6- Que en su praxis pedagógica lo que hizo fue desarrollar las ideas de los enciclopedistas especialmente de Rousseau, expuestas en el “Emilio”, cuando la realidad es que su proyecto político es diametralmente opuesto al del ginebrino. Rousseau trabajó para las élites; Rodríguez, para el pueblo.
7.- Cuando se acepta que era un hombre de ideas socialistas, se asume que sus propuestas sociales fueron tomadas íntegramente de los socialistas utópicos y que él no dio aportes originales a la causa y la doctrina socialista. La realidad es que fue profundamente original, y en muchos casos se anticipó a lo planteado por socialistas más conocidos.   
8.- Y el más absurdo y maledicente de todos los mitos: que se desnudaba frente a sus alumnos para enseñarles anatomía, con lo cual dejan en el aire unas insinuaciones perversas.  
No disponemos de tiempo para desmontar cada uno de estos mitos contra Rodríguez. Por los momentos me limito a recomendar la lectura de las ponencias y  libros sobre Simón Rodríguez de autores y autoras como Gustavo Adolfo Ruíz, Andrés Lashera, Alí Rojas, Thaís Marrero, Emilio Silva, Juan Calzadilla,  Iliuska Pérez, Alejandrina Reyes, Omaira Bolívar, Guillermo Luque  y, especialmente el Aló Presidente que Chávez dedicó a Rodríguez como raíz del socialismo bolivariano.   

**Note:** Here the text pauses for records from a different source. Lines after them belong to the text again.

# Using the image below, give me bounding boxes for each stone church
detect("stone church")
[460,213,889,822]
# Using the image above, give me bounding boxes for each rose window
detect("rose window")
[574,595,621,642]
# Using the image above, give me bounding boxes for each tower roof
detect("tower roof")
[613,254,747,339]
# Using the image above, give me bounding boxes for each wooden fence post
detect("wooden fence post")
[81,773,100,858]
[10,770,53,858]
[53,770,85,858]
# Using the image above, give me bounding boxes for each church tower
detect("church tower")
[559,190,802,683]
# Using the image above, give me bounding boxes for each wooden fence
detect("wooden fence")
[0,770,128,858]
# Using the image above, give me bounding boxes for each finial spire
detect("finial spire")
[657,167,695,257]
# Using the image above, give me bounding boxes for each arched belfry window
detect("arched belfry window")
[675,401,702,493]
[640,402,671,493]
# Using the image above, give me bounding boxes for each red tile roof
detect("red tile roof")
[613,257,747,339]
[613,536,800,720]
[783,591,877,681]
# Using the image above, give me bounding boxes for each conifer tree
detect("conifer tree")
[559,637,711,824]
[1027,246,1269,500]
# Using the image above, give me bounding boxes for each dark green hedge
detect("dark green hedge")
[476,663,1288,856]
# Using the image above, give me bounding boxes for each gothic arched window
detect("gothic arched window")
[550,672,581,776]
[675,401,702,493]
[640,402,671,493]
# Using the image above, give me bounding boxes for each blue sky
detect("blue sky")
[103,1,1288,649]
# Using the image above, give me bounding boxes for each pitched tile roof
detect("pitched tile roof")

II.- Consecuencias de este desatino histórico que consiste en invisibilizar a Rodríguez
Graves han sido  las consecuencias de arrastrar este problema. En primer lugar, en las políticas del  Estado socialista se ignoran o subestiman las posibilidades que para el diseño y aplicación de políticas públicas de corte socialista encierra el ideario de Simón Rodríguez.
En segundo lugar, hemos asistido a una especie de “pedagogización” e incluso de “didactización”  de la doctrina de Simón Rodríguez, el cual es visto simplemente como un “buen maestro”, un  “docente de ideas avanzadas”, ignorando que éste fue en primer lugar un político y revolucionario, el cual se plantea la creación de una nueva sociedad, y en función de ese propósito central, desarrolló una estrategia de sensibilización, concienciación ciudadana y capacitación científico- técnica (ideas, sentimientos y manos) de las masas empobrecidas , a lo que llamó Educación Popular, para de este modo destruir íntegramente el sistema de explotación y la mentalidad imperantes en las sociedades suramericanas de la época, herederas de la colonia, y reemplazarlo por una República de los Pobres, distinta a las Repúblicas de las Élites, propuesta por otros políticos en boga para su época.  
En tercer lugar, se ha subestimado el aspecto ético – asunto cardinal  en la doctrina de Simón Rodríguez – y que tiene como punto de partida el cultivo de la sensibilidad. Lo decía en su obra Luces y virtudes sociales:”Es menester ser muy sensible y tener mucha imaginación, para convertir el mal ajeno en propio”.
En fin, nos proponemos conquistar el socialismo el cual ha de ser  original. Debe surgir, por tanto, de las peculiaridades de nuestra propia realidad y buscar soluciones propias a nuestros propios problemas. Un socialismo que incorporar el ideario de nuestros libertadores y pensadores, entre ellos el de Simón Rodríguez. Este es el reto y el desafío intelectual que debemos asumir si en verdad aspiramos a construir una sociedad nueva arraigada en nuestra realidad e historia.